There will be a difference delay for each set of speakers that will be much more than the 1ms that the BFD offers. This would be a larger worry. If the rear speakers are at 4 feet from your listening position and the mains are 15 feet, that's a bit of a problem if the receiver doesn't have a distance control. I can't imagine they would sell a receiver today without that feature.



> did anybody try to modify BFD power supply 120VAC to 12VDC, so that it can be used to equalize the car sub frequency response?

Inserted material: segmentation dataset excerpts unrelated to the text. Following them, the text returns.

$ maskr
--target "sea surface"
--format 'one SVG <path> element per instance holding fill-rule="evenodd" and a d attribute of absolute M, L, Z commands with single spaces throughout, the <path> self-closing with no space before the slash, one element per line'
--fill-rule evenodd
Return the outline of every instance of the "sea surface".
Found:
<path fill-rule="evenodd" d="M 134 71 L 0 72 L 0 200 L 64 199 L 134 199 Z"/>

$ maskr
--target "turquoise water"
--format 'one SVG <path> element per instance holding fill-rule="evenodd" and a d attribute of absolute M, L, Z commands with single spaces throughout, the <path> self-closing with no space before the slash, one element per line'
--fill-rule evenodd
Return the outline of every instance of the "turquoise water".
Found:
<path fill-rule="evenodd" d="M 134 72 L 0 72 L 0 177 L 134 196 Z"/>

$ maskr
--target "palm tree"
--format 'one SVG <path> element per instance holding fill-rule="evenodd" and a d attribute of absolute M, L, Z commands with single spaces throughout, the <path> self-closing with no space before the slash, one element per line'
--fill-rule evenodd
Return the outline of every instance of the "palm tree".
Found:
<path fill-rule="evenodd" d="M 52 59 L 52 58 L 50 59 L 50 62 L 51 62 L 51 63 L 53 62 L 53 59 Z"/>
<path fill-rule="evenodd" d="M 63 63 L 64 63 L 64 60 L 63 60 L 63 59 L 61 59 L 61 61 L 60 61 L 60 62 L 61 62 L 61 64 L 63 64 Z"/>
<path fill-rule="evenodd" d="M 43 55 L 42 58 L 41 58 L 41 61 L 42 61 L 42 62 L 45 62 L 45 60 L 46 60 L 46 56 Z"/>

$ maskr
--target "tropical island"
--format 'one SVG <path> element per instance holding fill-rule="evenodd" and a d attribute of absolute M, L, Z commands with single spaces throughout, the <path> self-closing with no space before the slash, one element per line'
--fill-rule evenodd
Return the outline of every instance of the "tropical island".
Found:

No, but you could simply use an inverter to produce the 120v from 12v. The BFD draws about the same current as a night light.....

brucek


----------



## Blaser (Aug 28, 2006)

brucek said:


> No, but you could simply use an inverter to produce the 120v from 12v. The BFD draws about the same current as a night light.....
> brucek


That's very interesting....how does this inverter look? can it be found at radioshack for example?
What about 220v? are there inverters to produce 220V from 12V?


----------



## brucek (Apr 11, 2006)

> That's very interesting....how does this inverter look? can it be found at radioshack for example?
> What about 220v? are there inverters to produce 220V from 12V?


They have small ones (75 watts) that plug into cigarette lighters like this and larger ones that are attached at the battery and can supply lots of power.

Yeah, they sell 220 volt ones...... see Google.

brucek


----------



## Wayne A. Pflughaupt (Apr 13, 2006)

You should be able to find one locally – I have one so I can use my laptop in the car. I think we got it at Walmart or Best Buy or someplace like that.

Regards,
Wayne


----------



## Buckster (Jul 30, 2006)

1 foot closer to compensate for the delay ?

is that definately right ? I thought it should be 1 foot further away ?!!


----------



## brucek (Apr 11, 2006)

> 1 foot closer to compensate for the delay ?
> 
> is that definately right ? I thought it should be 1 foot further away ?!!


The 1ms delay already is resulting in the sound being a foot further away. You want to remove that foot.


----------



## Buckster (Jul 30, 2006)

of course ! doh !

thanks for the reply


----------



## mojogoes (Feb 11, 2008)

My fronts are about 8 feet away and the sub about the same up front.............when i use the sr605's EQ it always sets my sub to 16 feet away is this because it see's the spl level of the sub too high.:scratch:


----------



## imbeaujp (Oct 20, 2007)

hello, what is your reciever/processor ? It seems verry strange that it does not have any delay or distance setting because it is a verry basic and essential fonction for sepakers integration.

For your subs I do not think that you will notice a 1 ms delay.


----------



## mojogoes (Feb 11, 2008)

mojogoes said:


> My fronts are about 8 feet away and the sub about the same up front.............when i use the sr605's EQ it always sets my sub to 16 feet away is this because it see's the spl level of the sub too high.:scratch:


Is this question an obvious one......i have recently had a fiddle with in the receiver programing and now the in dvd/film mode is now on par with the watching in normal tv/cd mode from a bass output level basis.....although dd/dts etc is always going to give a lot more response than an analog format.

I going to go through all the head scratching and setting up with all the usual equipment bfd/rew etc , but i only copied someones filter settings yesterday to see what a difference they may make given probably most of the room dimensions are know where near the same not to mention the difference in subs......................but what a difference its made , so given all these factors when the more correct filters are finally set it should sound very impressive.....hopefully next week i'll have some graphs to show to the guru's.


----------